= La Notte (newspaper) =

Italian afternoon newspaper founded in 1952

La Notte was an Italian afternoon newspaper published in Milan between 1952 and 1995.

== History ==
The newspaper was financed by industrialist Carlo Pesenti, who wanted to curb the potential rise of communism in the country and support the majority electoral law, referred by the left-wing parties as a "swindle law". The journalist Stefano "Nino" Nutrizio, the former chief editor of sport news of Il Popolo d'Italia, was appointed editor, a position he held until 1979.

The newspaper got an unexpected success, with a print run of 250,000 copies per day during the 1960s.
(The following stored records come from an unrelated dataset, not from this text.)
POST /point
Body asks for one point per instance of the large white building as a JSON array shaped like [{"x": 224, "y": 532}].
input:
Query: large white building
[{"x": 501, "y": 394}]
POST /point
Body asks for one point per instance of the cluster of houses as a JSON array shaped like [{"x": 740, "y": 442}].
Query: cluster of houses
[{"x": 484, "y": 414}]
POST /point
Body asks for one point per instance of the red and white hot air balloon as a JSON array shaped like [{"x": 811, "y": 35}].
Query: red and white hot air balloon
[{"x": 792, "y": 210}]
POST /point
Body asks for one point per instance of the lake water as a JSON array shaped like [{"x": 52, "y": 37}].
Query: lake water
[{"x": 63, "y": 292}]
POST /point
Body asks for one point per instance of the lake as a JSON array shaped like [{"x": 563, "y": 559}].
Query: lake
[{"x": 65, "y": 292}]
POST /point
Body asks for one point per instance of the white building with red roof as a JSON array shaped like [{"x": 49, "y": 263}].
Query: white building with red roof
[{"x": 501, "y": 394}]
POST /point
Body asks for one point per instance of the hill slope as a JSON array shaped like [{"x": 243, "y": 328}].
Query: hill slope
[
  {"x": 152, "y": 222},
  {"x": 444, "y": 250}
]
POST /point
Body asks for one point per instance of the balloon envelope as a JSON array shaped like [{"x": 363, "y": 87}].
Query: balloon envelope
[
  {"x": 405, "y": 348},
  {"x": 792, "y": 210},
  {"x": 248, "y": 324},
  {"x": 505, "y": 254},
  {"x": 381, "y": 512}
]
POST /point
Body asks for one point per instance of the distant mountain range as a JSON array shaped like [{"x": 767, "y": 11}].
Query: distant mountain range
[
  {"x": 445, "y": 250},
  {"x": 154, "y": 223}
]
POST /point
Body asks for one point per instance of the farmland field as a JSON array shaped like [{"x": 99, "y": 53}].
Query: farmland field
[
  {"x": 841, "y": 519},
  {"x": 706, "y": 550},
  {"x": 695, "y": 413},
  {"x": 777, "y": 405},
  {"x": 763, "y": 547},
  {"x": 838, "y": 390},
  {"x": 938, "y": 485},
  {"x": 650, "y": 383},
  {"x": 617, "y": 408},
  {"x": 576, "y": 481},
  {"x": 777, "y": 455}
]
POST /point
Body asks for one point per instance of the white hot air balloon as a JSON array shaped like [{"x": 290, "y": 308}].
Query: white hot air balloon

Particular attention was given to crime news and sports. The paper also introduced several structural and conceptual innovations: it was the first Italian newspaper to publish stock market listings, the first to publish a guide to film shows with timetables, theatre addresses, ticket prices, phone numbers and transports, and the first to review films with a rating system, irritating cinema-owners who even launched a campaign to boycott the newspaper.

In 1984 the newspaper was bought by the publisher Rusconi, and in 1993 it was acquired by Paolo Berlusconi. Following a significant drop in sales, the paper closed in January 1995. An attempt to relaunch it in 1997 only lasted a few weeks.